Dejó la frase en suspenso. Me pregunté si iba a decir una cursilería tipo “Ahora nadie
necesita de mí”, “Ahora mi vida no tiene sentido” o algo por el estilo, como sacado de una
telenovela. Nunca lo supe. ¿Sería capaz Hueso de decir una frase así? ¿Verían las telenovelas
de la noche él y su esposa, sentados frente al televisor, tomados de la mano? ¿Él le cocinaría?
¿En qué barrio vivirían? ¿Tendrían perro? ¿Un gato tal vez? ¿Y muchas fotos de cuando eran
jóvenes, guardadas en una caja de ponqué?
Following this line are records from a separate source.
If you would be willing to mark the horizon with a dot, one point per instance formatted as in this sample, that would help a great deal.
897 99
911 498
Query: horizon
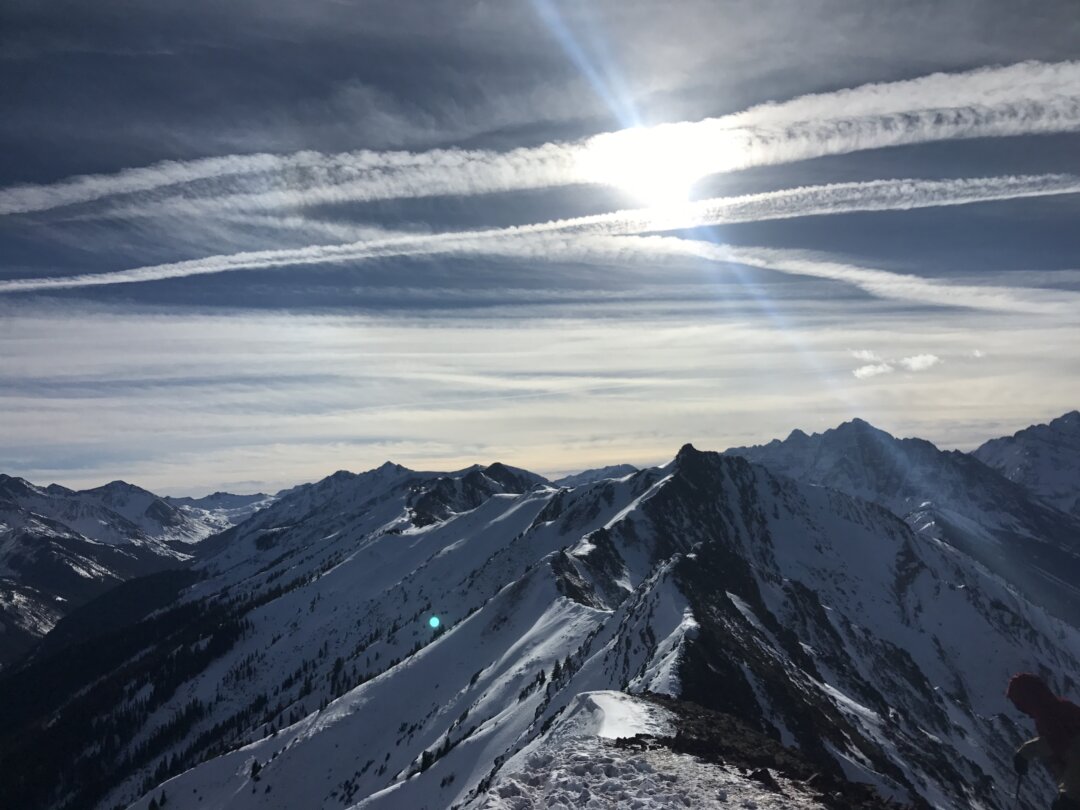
551 475
246 243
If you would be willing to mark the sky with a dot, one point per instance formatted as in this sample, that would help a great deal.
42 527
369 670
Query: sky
246 244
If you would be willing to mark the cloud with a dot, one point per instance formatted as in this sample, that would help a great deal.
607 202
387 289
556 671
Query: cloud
1018 99
613 238
872 370
920 362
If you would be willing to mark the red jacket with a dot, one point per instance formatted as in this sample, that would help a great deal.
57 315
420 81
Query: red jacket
1056 719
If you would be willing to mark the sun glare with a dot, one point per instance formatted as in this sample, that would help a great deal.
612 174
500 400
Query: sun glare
657 165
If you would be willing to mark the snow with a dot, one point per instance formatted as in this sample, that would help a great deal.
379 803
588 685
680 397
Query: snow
609 714
575 766
903 610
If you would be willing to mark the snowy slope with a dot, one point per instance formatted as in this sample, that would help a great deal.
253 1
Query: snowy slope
590 476
946 495
61 548
1043 458
117 513
223 509
576 765
877 651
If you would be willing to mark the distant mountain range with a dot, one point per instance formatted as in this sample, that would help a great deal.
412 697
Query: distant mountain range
59 548
420 639
1043 459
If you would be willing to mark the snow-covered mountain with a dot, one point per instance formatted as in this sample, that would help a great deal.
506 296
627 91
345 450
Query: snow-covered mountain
945 495
397 639
59 548
223 509
1043 458
601 473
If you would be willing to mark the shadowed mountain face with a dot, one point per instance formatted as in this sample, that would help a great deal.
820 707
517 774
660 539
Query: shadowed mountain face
59 548
814 618
948 496
1043 458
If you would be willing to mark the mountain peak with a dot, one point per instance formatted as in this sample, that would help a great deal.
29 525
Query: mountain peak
687 451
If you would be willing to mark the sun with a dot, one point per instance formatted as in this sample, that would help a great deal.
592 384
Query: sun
658 165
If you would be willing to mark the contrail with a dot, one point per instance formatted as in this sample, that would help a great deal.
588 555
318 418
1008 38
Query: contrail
617 235
998 102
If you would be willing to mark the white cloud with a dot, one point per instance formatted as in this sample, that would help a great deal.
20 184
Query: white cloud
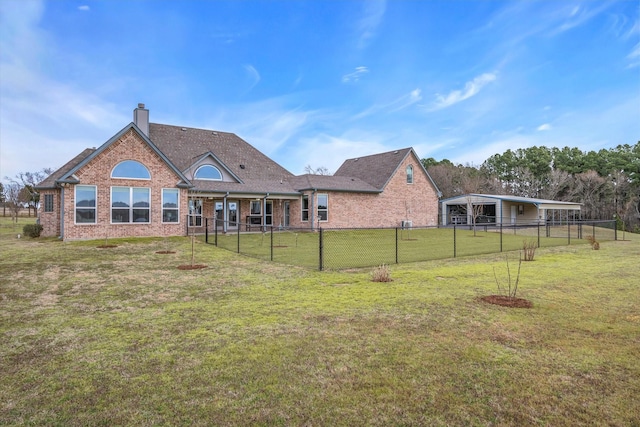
634 57
253 75
470 89
355 76
368 24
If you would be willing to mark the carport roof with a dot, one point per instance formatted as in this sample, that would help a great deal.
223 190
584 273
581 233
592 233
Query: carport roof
509 198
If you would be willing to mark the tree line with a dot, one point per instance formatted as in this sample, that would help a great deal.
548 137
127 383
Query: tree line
606 182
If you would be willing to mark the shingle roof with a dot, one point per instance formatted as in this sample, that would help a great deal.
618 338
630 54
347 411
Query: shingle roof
376 169
331 183
50 181
183 146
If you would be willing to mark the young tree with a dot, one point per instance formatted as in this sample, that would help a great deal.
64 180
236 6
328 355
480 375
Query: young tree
13 199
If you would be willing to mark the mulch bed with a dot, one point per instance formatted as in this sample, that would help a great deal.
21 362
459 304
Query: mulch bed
506 301
191 267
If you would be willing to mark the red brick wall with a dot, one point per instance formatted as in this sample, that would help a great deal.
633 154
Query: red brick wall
98 172
417 202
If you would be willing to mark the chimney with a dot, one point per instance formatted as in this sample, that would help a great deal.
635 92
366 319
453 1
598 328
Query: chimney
141 118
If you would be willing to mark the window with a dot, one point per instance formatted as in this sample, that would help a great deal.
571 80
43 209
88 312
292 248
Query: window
130 204
195 213
130 169
85 204
48 202
170 205
323 207
305 208
208 172
255 207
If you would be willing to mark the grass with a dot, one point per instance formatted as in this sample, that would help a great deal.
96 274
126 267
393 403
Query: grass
120 336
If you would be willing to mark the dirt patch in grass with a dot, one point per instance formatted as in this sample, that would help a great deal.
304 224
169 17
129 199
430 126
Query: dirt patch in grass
191 266
506 301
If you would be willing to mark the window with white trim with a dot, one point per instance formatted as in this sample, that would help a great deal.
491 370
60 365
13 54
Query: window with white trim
208 172
85 206
305 208
130 169
409 174
170 205
130 205
48 202
323 207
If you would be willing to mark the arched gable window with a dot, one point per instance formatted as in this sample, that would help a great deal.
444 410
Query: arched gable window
130 169
409 174
209 172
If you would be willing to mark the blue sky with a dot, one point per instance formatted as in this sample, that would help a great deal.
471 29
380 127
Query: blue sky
317 82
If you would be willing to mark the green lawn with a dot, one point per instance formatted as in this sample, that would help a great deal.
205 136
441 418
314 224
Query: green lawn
121 336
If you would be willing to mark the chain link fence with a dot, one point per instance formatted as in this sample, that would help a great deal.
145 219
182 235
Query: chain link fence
335 249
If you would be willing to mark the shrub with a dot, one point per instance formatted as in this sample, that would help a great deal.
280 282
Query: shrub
32 230
594 243
381 274
529 249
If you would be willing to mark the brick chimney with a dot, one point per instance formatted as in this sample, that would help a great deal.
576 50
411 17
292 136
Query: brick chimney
141 118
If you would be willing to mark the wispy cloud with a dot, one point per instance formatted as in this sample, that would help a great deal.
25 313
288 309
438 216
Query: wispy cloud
634 57
471 88
401 103
355 76
253 75
367 26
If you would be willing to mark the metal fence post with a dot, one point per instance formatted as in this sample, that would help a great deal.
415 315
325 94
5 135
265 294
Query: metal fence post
320 250
396 245
454 241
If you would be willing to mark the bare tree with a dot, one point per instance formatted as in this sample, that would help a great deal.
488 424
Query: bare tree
13 199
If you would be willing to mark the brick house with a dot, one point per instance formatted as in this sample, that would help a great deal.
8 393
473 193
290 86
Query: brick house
160 180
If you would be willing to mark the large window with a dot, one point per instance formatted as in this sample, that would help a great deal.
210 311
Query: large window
323 207
170 205
195 213
130 204
305 208
208 172
48 202
86 204
130 169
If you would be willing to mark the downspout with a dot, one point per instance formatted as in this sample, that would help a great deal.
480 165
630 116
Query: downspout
224 213
62 214
264 212
312 208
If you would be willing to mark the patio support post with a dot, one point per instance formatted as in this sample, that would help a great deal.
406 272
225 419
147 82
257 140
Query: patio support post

De pronto descubrí que Hueso era un desconocido. Habíamos estado juntos ocho horas a la
semana, durante un montón de meses y no sabía nada sobre él , salvo que desayunaba
huevos fritos, que no tenía hijos y que su esposa acababa de morir. Lo había odiado
concienzudamente y como suele ocurrir en las guerras, el odio no me había dejado tiempo para
enterarme de quien era mi enemigo.

En ese momento entró mi padre, buscándome: “Rita”, dijo en voz baja y grave, como si
estuviera de más allí, como si fuera un estorbo para el duelo de Remigio Hueso.
Me levante y antes de irme, miré a los ojos al profesor. Creo que ni se dio cuenta.
-¿Conoces a ese señor? –me preguntó mi padre cuando caminábamos por el corredor.
-No –le dije, sin saber si le estaba diciendo una mentira o no.

Me senté junto a mi madre y escondí la cara en su regazo. Empezó a acariciarme el pelo.


La semana que viene empieza otro profesor de matemáticas –le conté.